SCT includes a suite of geometric and semantic tests:
- involution accuracy (180° followed by 180° returns to origin, exact at m=1 by architectural guarantee)
- involution residual verification at intermediate magnitudes (bounded by 4m(1−m)·‖proj_shadow(c)‖)
- magnitude monotonicity
- angular separation histograms
- shadow basis orthonormality
- loci discernibility (target: >24 at τ=0.1; >48 at τ=0.05; >64 at τ=0.01)
- context-consistent transforms
See Section 6 of the paper for evaluation metrics and falsifiability criteria.
The full SCT training corpus consists of ~200,000 canonical transformations (~50M tokens) generated via:
- multi-LLM consensus (Claude Opus for medical/legal; Sonnet for physics/business; Gemini Flash / DeepSeek V3 for bulk/cultural)
- proximity-mapped rewards
- strict angle and magnitude constraints
SCT is intentionally small enough to train on a single consumer GPU (estimated 18–22 hours on RTX 3090), making it accessible for replication and extension.
SCT proposes a new primitive:
semantic rotation,
a building block for next-generation reasoning systems.
The philosophical warrant comes from Hofstadter and Sander: if analogical computation is constitutive of cognition, encoding relational skeletons once and retrieving them without recapitulating their origins, then a model that externalizes this compressed relational structure as queryable geometry provides the same amortized benefit to artificial agents that analogical cognition provides to biological ones.
This is a hypothesis under test, not a claim.

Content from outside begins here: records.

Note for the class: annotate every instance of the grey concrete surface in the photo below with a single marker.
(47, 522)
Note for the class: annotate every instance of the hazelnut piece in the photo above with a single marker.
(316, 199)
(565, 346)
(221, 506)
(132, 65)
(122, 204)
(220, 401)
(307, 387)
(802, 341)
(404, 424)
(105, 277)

The v1.10 paper is a position paper; a companion empirical paper with training results is forthcoming.
This is not an attempt to emulate GPT-scale models.
It's an attempt to carve out a new, interpretable, geometric axis in meaning space.
SCT sits alongside, not against, LLMs,
the way Fourier transforms sit alongside differential equations.
/src reference implementation
/data training samples and generation scripts
/eval geometric and semantic evaluation tools
/models checkpoints (coming soon)
/paper v1.10 PDF
If you use or extend this work, please cite:
@software{hacobian_2026_sct,
author = {Hacobian, Joe},
title = {Strange Compass Transformers: Geometric Navigation in Semantic Embedding Space},
year = {2026},
version = {v1.10},
publisher = {Zenodo},
doi = {10.5281/zenodo.20758197},
url = {https://doi.org/10.5281/zenodo.20758197}
}This repository provides the reference implementation, training scripts, design notes, and evaluation tools for the version described in the SCT v1.10 paper.